This Field Note documents an editorial assignment for Helsingin Sanomat, photographed outside Buckingham Palace in London, shortly after news broke that former Prince Andrew Mountbatten-Windsor had been arrested on his 66th birthday.
The commission came through as a breaking news request, with the emphasis very much on speed and immediate response. I had just returned from a training run for the Kew Gardens Half Marathon when the call came in, so it became an immediate turnaround — collecting my equipment and heading straight into central London. That pace was part of the nature of the assignment, and of the wider reality of news photography, where responsiveness is often as important as the pictures themselves.
The focus was not on royalty directly, but on the reaction outside the palace gates. Students, tourists, Londoners, and visitors from overseas paused to speak to the journalist and to share their views. What emerged was not outrage in a theatrical sense, but something more subdued and more telling: resentment, fatigue, and a marked absence of sympathy for the former prince. Buckingham Palace functioned as both location and symbol, giving the photographs an immediate political and institutional context.

The pictures were taken in and around the forecourt, working quickly with contributors in a live news environment. The aim was to make direct, readable portraits while retaining enough of the setting to keep the story visually anchored in place. The King’s standard flying above the palace added a further layer to the scene, quietly reinforcing the proximity of the institution to the event itself.

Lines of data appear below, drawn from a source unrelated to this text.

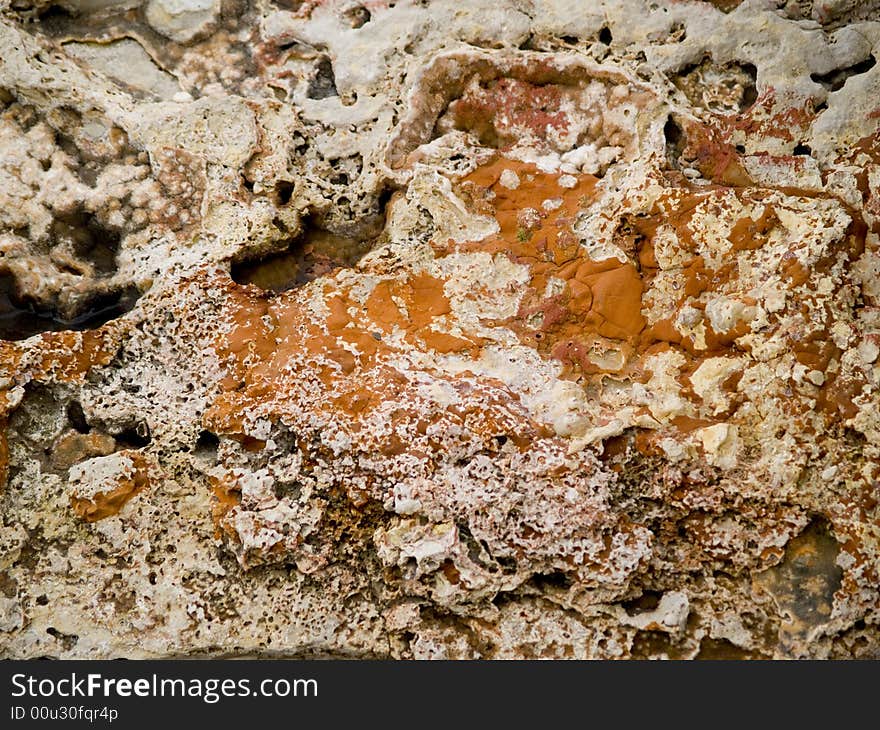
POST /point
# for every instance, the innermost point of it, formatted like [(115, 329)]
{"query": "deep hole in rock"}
[(77, 417), (284, 191), (313, 254), (674, 136), (750, 91), (88, 241), (323, 83), (135, 437), (207, 442), (835, 80), (357, 16), (20, 318), (648, 601), (55, 19)]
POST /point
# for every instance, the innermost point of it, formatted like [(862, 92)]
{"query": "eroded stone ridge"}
[(439, 330)]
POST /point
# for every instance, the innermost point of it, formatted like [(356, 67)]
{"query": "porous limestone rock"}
[(440, 330)]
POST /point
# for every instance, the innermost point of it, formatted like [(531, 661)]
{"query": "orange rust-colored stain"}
[(4, 453), (227, 492), (107, 504), (595, 303)]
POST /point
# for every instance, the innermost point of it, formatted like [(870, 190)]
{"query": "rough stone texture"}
[(517, 328)]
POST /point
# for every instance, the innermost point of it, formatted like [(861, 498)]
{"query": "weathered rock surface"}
[(454, 329)]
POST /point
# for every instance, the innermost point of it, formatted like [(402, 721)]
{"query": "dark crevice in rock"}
[(674, 136), (835, 80), (136, 437), (77, 417), (20, 318), (92, 245), (314, 253), (357, 16), (323, 83), (647, 601)]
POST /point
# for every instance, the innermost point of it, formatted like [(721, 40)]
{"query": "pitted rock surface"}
[(442, 329)]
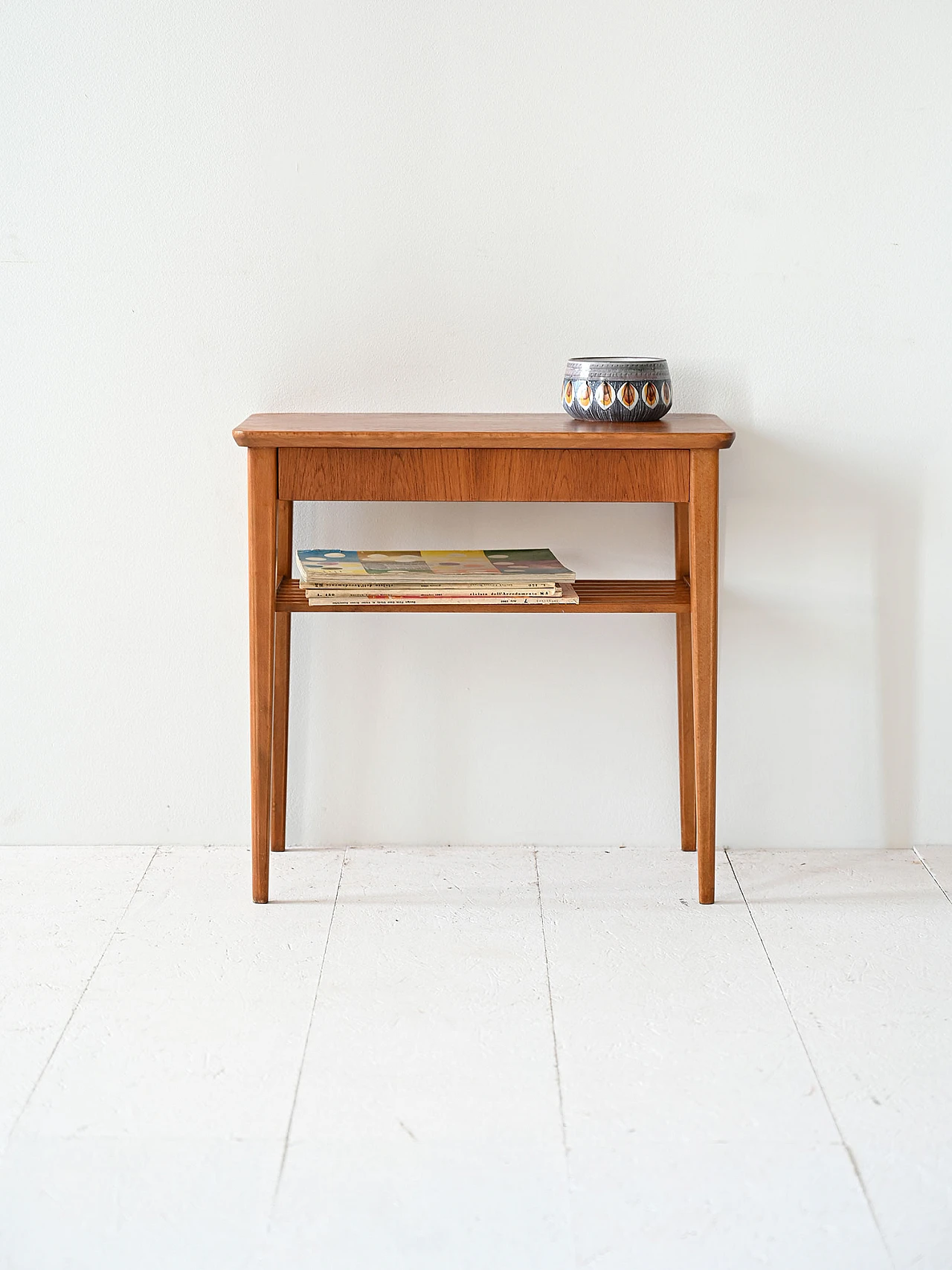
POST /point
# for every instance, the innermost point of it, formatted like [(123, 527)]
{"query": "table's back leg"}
[(262, 506), (686, 690), (282, 686), (702, 517)]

The resulting images support the article by placing public reaction at the centre of the frame. Rather than attempting to dramatise the moment, the photographs observe how a major news story was received on the ground, outside one of the most recognisable sites in Britain. In that sense, the assignment became less about spectacle and more about atmosphere, accountability, and the ordinary voices gathered at the gates of Buckingham Palace.